A queen’s eggs contain 16 chromosomes. Thus, since she herself has 32 chromosomes (remember, as a female
she has chromosomes from both her mother and father), she cannot “squeeze” all her 32 chromosomes into each
egg. This means that eggs from a queen have a variety of combinations of chromosomes, from the queen and the
sperm-donating drone.
Compare this with the drone. He has 16 chromosomes and his sperm can contain just that same number. And so,
each sperm created by the drone is identical, since they all have the same 16 chromosomes. This makes for the
creation of clones! Drones produce clones.
In looking at bee reproduction, the creation of queens vs. workers is interesting. Both, of course, are females and
so have chromosomes from the mother (the egg-laying queen) and a father (through the sperm of a drone).
But what turns a fertilized egg result into a queen, as opposed to a worker? The answer lay in the feeding of royal
jelly, a food fed to all larvae in their first three days.
In the majority of cases the feeding of royal jelly will cease after three days. This will result in either a worker or a
drone, depending on whether the egg was fertilized. However, the colony will decide when it needs a new queen.

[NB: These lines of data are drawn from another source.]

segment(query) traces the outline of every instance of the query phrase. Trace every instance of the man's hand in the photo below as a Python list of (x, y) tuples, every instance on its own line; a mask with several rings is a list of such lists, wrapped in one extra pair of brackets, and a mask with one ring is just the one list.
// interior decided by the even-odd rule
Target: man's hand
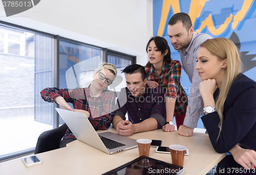
[(150, 87), (152, 89), (155, 88), (157, 87), (158, 86), (159, 86), (159, 84), (156, 82), (154, 81), (146, 81), (146, 84), (147, 86), (148, 86), (149, 87)]
[(232, 154), (236, 162), (244, 168), (249, 169), (253, 168), (256, 166), (255, 151), (244, 149), (237, 145), (229, 152)]
[(89, 112), (87, 111), (80, 110), (80, 109), (72, 109), (72, 111), (84, 114), (84, 115), (86, 115), (87, 118), (89, 117)]
[(193, 134), (194, 129), (188, 128), (184, 125), (181, 125), (178, 130), (178, 133), (181, 136), (191, 137)]
[(174, 132), (175, 131), (175, 126), (167, 123), (162, 127), (164, 132)]
[(57, 96), (54, 98), (55, 102), (59, 104), (61, 109), (67, 109), (68, 110), (72, 111), (72, 108), (68, 104), (68, 103), (65, 101), (65, 99), (62, 96)]
[(133, 124), (129, 120), (119, 121), (116, 126), (117, 134), (123, 136), (129, 137), (135, 132)]

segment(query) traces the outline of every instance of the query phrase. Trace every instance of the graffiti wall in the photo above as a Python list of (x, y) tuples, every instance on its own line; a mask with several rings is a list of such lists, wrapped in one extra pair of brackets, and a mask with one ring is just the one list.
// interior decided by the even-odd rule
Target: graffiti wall
[[(165, 38), (172, 59), (180, 61), (167, 29), (174, 14), (187, 13), (196, 32), (231, 39), (240, 50), (243, 72), (256, 81), (255, 9), (256, 0), (153, 0), (153, 35)], [(181, 78), (182, 86), (188, 90), (190, 83), (184, 71)]]

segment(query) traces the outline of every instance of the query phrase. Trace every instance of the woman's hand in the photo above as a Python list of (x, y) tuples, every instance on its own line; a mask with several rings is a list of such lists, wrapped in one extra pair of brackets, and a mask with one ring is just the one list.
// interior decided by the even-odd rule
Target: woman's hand
[(244, 149), (236, 145), (229, 151), (234, 160), (244, 168), (252, 169), (256, 166), (256, 152), (252, 149)]
[(80, 112), (85, 114), (87, 118), (89, 117), (89, 112), (87, 111), (80, 110), (80, 109), (73, 109), (72, 111), (75, 112)]
[(60, 96), (56, 97), (54, 98), (54, 101), (60, 106), (61, 109), (67, 109), (68, 110), (72, 111), (72, 108), (68, 104), (68, 103), (65, 101), (65, 99)]
[(167, 123), (162, 127), (164, 132), (174, 132), (175, 131), (175, 126)]
[(154, 81), (148, 80), (146, 81), (146, 84), (152, 89), (157, 87), (159, 84)]
[(204, 102), (204, 106), (215, 107), (214, 93), (217, 89), (215, 79), (204, 80), (199, 84), (199, 91)]

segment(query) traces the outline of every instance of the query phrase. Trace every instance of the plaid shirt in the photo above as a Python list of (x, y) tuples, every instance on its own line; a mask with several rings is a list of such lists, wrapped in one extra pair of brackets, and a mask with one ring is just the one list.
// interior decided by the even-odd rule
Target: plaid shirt
[[(90, 95), (90, 86), (88, 88), (60, 89), (45, 88), (41, 91), (42, 98), (46, 102), (54, 103), (54, 98), (62, 96), (68, 103), (73, 104), (74, 109), (89, 112), (88, 119), (95, 130), (106, 130), (110, 127), (114, 117), (116, 96), (110, 90), (104, 90), (100, 95), (94, 97)], [(68, 129), (63, 139), (75, 138), (75, 136)]]
[(147, 80), (155, 81), (160, 87), (167, 88), (166, 96), (176, 99), (174, 116), (178, 116), (186, 111), (187, 97), (186, 92), (180, 84), (181, 65), (178, 60), (172, 60), (170, 64), (163, 63), (162, 72), (158, 77), (154, 70), (154, 67), (145, 67)]
[(127, 112), (129, 121), (133, 124), (154, 118), (158, 128), (162, 128), (166, 114), (164, 91), (161, 88), (152, 89), (146, 85), (142, 96), (138, 97), (133, 96), (127, 87), (122, 88), (116, 103), (115, 115), (125, 120)]

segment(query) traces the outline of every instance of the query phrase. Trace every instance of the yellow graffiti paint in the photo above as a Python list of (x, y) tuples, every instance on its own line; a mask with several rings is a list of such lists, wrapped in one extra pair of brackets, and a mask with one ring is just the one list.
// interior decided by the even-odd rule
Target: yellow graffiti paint
[(206, 19), (202, 22), (202, 24), (199, 29), (197, 30), (196, 32), (200, 33), (201, 31), (203, 29), (204, 29), (207, 26), (208, 27), (208, 30), (209, 30), (209, 31), (210, 31), (211, 34), (215, 35), (220, 35), (225, 31), (228, 24), (230, 23), (232, 17), (233, 15), (230, 14), (229, 16), (226, 19), (224, 23), (221, 24), (218, 29), (216, 29), (212, 22), (211, 15), (210, 14)]
[(203, 10), (205, 2), (209, 0), (191, 0), (190, 7), (189, 8), (189, 15), (192, 25), (194, 25), (197, 17), (200, 16), (201, 12)]
[(238, 24), (238, 22), (243, 20), (244, 15), (245, 15), (245, 14), (250, 8), (250, 6), (251, 6), (253, 1), (253, 0), (244, 1), (244, 4), (243, 4), (243, 7), (242, 7), (241, 10), (239, 11), (236, 15), (234, 16), (233, 22), (232, 23), (232, 29), (236, 29)]
[(180, 4), (179, 0), (163, 0), (163, 7), (162, 8), (162, 14), (161, 15), (161, 20), (159, 24), (159, 28), (158, 28), (158, 33), (157, 36), (163, 36), (163, 32), (164, 29), (164, 26), (166, 21), (167, 16), (169, 13), (170, 6), (173, 8), (174, 14), (180, 13)]

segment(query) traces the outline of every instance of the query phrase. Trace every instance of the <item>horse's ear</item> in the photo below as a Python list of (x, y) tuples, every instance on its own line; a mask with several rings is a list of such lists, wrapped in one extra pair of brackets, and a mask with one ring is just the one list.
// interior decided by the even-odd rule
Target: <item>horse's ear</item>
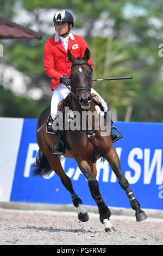
[(72, 55), (69, 49), (67, 51), (68, 59), (70, 62), (73, 62), (74, 61), (74, 57)]
[(90, 59), (90, 51), (88, 48), (86, 48), (84, 52), (84, 58), (87, 62), (88, 60)]

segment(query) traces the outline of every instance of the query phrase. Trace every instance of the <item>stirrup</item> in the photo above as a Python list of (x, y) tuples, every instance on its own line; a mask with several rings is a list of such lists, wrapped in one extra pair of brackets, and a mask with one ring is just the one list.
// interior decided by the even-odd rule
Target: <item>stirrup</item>
[[(61, 144), (62, 148), (62, 152), (56, 152), (56, 153), (54, 152), (55, 150), (54, 150), (54, 148), (55, 145), (57, 143), (60, 143)], [(54, 142), (54, 143), (53, 143), (53, 147), (52, 147), (52, 154), (53, 155), (57, 155), (57, 154), (58, 155), (61, 155), (61, 154), (65, 154), (65, 149), (64, 142), (61, 140), (56, 139), (56, 141), (55, 141)]]
[(116, 142), (116, 141), (118, 141), (119, 139), (120, 139), (121, 138), (123, 137), (123, 135), (122, 135), (122, 133), (121, 133), (121, 132), (120, 131), (120, 130), (118, 129), (118, 128), (117, 128), (115, 126), (112, 126), (111, 129), (111, 132), (112, 132), (112, 130), (116, 130), (116, 131), (117, 131), (120, 134), (120, 135), (118, 135), (118, 136), (117, 137), (117, 138), (115, 139), (114, 141), (112, 141), (112, 143), (114, 143), (115, 142)]

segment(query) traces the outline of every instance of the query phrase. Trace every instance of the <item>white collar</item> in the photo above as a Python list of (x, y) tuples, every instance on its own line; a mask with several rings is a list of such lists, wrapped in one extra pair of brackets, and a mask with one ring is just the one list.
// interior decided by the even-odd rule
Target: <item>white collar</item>
[(70, 36), (70, 34), (68, 34), (68, 35), (66, 38), (63, 38), (61, 35), (59, 37), (60, 37), (60, 40), (61, 40), (62, 42), (63, 41), (66, 41), (66, 42), (68, 42), (69, 36)]
[[(71, 40), (74, 40), (74, 36), (71, 33), (70, 33), (67, 36), (70, 36)], [(67, 37), (66, 36), (66, 38)], [(55, 35), (55, 42), (58, 42), (59, 40), (60, 36), (58, 33)]]

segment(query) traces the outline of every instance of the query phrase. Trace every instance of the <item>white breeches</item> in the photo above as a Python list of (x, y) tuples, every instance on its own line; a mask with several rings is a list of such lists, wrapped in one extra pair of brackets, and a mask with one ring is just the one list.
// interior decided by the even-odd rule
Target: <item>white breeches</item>
[[(94, 89), (92, 88), (92, 93), (94, 93), (99, 98), (99, 100), (101, 101), (102, 105), (104, 108), (104, 112), (108, 110), (107, 104), (105, 101), (101, 97), (101, 96), (97, 93)], [(63, 84), (60, 84), (55, 87), (51, 101), (51, 114), (52, 118), (54, 120), (57, 113), (58, 105), (60, 101), (65, 99), (68, 94), (70, 93), (70, 90), (66, 87)]]

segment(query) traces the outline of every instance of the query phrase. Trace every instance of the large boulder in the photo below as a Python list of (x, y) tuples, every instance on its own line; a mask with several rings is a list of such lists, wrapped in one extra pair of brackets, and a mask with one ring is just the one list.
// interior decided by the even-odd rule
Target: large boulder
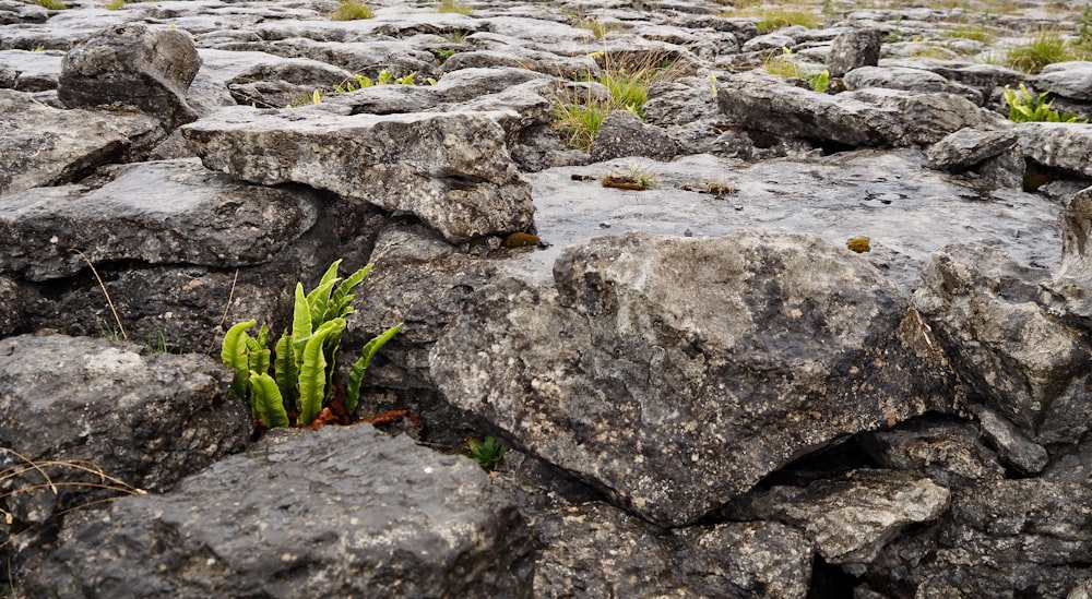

When it does, a female larva will continue to be fed royal jelly, beyond the third day.
This changes the way in which genes are “marked” i.e. how they develop. Rather than promote the development
of queen-relevant genes (as is often assumed), this takes place through the limitation of worker bee genes. It is
the lack of these genes in a female larva that results in a queen.
Chromosome: long piece of DNA that contains many genes, genes are transported
in these units.
Diploid: paired complementary set of chromosomes.
DNA: deoxyribonucleic acid. A double-stranded molecule that encodes proteins.
Code is combination of A, T, C, and G.
Gene: hereditary unit of DNA that codes for a specific protein.
Haploid: unpaired, single set of chromosomes.
Parthenogenesis: a reproductive strategy that involves development of a female
gamete (sex cell) without fertilization.
Pheromone: a chemical produced by an organism of one species to communicate
to a member of the same species
Resistance: a trait where an organism is less affected by something that should
be harmful to it. For example, some insects are resistant to certain insecticides, meaning
that those insecticides do not kill resistant insects.
Royal Jelly: secretion that is used in the nutrition of larvae and adult queens.
It is secreted from the glands in the hypopharynx of nurse bees, and fed to all larvae
in the colony.
Spermatheca: a structure which allows them to control the fertilization of their eggs.
Queens can lay eggs that are either unfertilized or fertilized.